By: Shannon Ralph
As gay and lesbian people all over the state prepare to fight the proposed constitutional ban on gay marriage in Minnesota, I find myself thinking quite a bit about the future these days. I find myself imagining the world my children will inhabit when they become adults. What will this world look like? What will it sound like? How will my children live? I am not talking about the advent of electric cars or robots or space travel. Rather, I find myself thinking about the ideals people will live by. The beliefs we will embrace. The ways in which people will interact with one another. The ugliness that evolved in the wake of Prop 8 in California last year—and the ugliness that I anticipate being hurled my way in Minnesota in coming months—would make one think that the future of fair-minded, progressive people in this country is bleak. Partisan politics and hateful rhetoric seem to be getting worse with every batch of newly minted officials we elect. Intolerance seems to be standard operating procedure. It would appear that there is little hope for real, significant change in this country. I don’t believe this, however. I only have to look to my children to have hope for a better future. My children are eight and four-years-old. When I look at them, I see everything that our world can be. In numerous ways, every single day, they give me hope.

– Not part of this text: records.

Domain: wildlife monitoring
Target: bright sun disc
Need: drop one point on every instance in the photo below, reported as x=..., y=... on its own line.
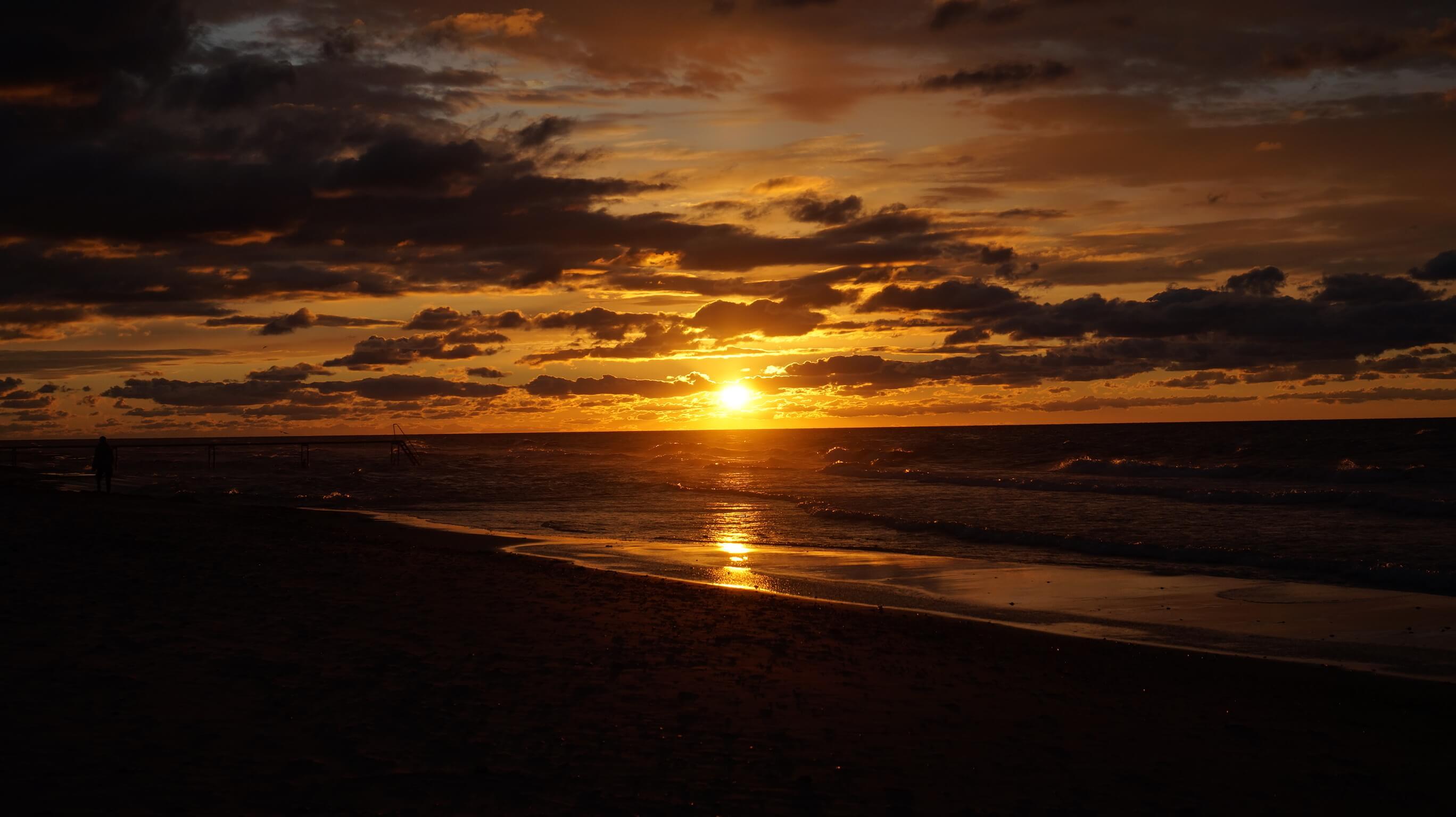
x=734, y=397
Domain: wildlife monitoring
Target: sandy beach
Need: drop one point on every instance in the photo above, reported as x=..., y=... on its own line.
x=184, y=657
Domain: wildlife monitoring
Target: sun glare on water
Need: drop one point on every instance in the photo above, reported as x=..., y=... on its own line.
x=736, y=397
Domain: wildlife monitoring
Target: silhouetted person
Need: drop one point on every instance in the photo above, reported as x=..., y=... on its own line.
x=102, y=461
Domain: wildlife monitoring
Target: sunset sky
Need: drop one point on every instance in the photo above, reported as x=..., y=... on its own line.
x=239, y=218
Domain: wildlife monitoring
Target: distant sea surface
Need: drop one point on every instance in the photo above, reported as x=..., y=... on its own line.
x=1368, y=503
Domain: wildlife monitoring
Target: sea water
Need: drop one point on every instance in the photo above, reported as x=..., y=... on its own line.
x=1368, y=503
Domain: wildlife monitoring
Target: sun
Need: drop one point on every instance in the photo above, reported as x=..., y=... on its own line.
x=734, y=397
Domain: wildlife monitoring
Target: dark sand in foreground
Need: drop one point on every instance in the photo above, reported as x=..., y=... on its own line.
x=169, y=657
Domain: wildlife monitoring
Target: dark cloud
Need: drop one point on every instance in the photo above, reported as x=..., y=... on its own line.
x=1093, y=404
x=1259, y=281
x=967, y=297
x=395, y=388
x=203, y=394
x=296, y=373
x=729, y=319
x=548, y=386
x=832, y=212
x=1353, y=287
x=543, y=130
x=91, y=362
x=999, y=76
x=300, y=319
x=442, y=318
x=1439, y=269
x=238, y=84
x=375, y=352
x=1369, y=395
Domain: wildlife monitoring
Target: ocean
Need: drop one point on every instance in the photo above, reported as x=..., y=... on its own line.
x=1365, y=503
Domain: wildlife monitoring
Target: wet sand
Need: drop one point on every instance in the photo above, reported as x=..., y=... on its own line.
x=1395, y=632
x=169, y=657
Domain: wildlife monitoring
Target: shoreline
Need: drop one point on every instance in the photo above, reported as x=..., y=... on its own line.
x=1416, y=637
x=236, y=660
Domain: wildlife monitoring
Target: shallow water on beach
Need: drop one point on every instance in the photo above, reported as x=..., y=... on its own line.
x=1368, y=503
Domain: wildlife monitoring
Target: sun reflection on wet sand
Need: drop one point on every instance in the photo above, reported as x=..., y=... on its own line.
x=731, y=529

Just yesterday, Sophie was having her older brother make a new Mii character for her on the Wii. When it came to skin color, she chose the darkest color option available. When I asked why she chose that color, she quickly responded “because it is the prettiest.” My daughter’s color-blindness gives me hope.
This afternoon, I was sitting in the living room minding my own business when I saw, out of the corner of my eye, flashes of skin running past me. My three children had all taken off their shirts, donned capes, and were running around playing superheroes. My young daughter had no qualms about removing her t-shirt and saving the world right along with the boys. And they had no qualms about letting her. The gender equality of my children gives me hope.
Every night when I tuck Nicholas into bed, he will hug me tightly and say, “I love you more than you can believe.” His ability to express affection without restraint gives me hope.
A few weeks ago, my eight-year-old son and nephew began playing with a little boy they had never met before at the park. The boy was a full head taller than Lucas and Jonah and looked to be about thirteen or fourteen years old. However, he seemed to function on the level of a kindergartner or first grader. He had obvious tics and spoke with a forced cadence that suggested developmental delays of some sort. My son and nephew played with him as they would any other boy at the park. Not once did they make fun of him, make an inappropriate comment about him, or leave him out of their games. Their compassionate acceptance of differences gives me hope.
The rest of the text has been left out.